22. A method of generating a target binding member for IL-25, wherein the target binding member binds to one or more sequences selected from the group consisting of amino acid residues 56-63 of SEQ ID NO:17, amino acid residues 66-74 of SEQ ID NO:17 and amino acid residues 129-135 of SEQ ID NO:17, the method comprising:

(a) providing a starting repertoire of nucleic acids encoding VL domains, wherein the nucleic acids comprise a CDR3 encoding region to be replaced or lack a CDR3 encoding region;

(b) combining the starting library with a donor nucleic acid encoding a VL CDR3 having amino acid sequence QQYLAFPYTF (SEQ ID NO:8), wherein the donor nucleic acid is inserted into one or more nucleic acids in the library to form a product library of nucleic acids encoding a VL domain comprising a VL CDR3 having amino acid sequence QQYLAFPYTF (SEQ ID NO: 8);

(c) expressing the nucleic acids of the product repertoire to form a target binding member;

(d) selecting a target binding member that specifically binds to one or more sequences selected from the group consisting of amino acid residues 56-63 of SEQ ID NO. 17, amino acid residues 66-74 of SEQ ID NO. 17, and amino acid residues 129-135 of SEQ ID NO. 17; and

(e) recovering the target binding member or the nucleic acid encoding the target binding member.
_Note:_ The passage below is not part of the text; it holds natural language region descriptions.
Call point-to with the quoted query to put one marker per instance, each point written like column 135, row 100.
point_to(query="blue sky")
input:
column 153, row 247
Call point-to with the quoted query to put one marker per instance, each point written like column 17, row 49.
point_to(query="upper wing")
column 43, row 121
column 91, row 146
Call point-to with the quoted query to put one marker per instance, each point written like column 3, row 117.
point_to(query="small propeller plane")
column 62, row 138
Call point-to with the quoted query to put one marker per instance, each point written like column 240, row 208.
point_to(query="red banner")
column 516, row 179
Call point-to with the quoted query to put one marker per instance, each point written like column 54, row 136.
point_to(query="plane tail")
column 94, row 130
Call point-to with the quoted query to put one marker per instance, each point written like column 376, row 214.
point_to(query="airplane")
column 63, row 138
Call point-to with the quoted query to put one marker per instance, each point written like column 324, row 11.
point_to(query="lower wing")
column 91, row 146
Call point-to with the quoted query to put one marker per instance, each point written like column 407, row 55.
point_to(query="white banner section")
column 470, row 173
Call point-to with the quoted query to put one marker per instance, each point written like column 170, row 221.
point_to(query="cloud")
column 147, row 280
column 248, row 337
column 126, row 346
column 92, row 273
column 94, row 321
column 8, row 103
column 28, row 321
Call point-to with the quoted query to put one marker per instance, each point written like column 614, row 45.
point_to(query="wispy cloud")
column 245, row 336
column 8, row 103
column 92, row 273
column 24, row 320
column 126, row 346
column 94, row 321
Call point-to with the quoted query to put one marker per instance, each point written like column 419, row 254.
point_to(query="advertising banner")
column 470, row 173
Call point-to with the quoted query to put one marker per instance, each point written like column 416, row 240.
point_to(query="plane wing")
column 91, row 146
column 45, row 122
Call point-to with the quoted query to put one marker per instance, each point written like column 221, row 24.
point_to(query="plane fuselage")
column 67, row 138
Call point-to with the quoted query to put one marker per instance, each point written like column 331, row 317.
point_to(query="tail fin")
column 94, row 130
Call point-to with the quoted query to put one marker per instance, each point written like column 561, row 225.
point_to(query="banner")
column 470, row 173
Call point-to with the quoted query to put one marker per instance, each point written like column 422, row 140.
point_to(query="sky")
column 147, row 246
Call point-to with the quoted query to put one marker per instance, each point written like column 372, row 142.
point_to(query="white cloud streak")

23. The method of claim 22, wherein the nucleic acids of the product repertoire are co-expressed with nucleic acids encoding a VH domain.

24. The method of claim 23, wherein the VH domain comprises SEQ ID NO 9.

25. The method of claim 22, 23 or 24, wherein the target binding member comprises a whole antibody.

26. The target binding member of claim 1, wherein the target binding member comprises a humanized antibody.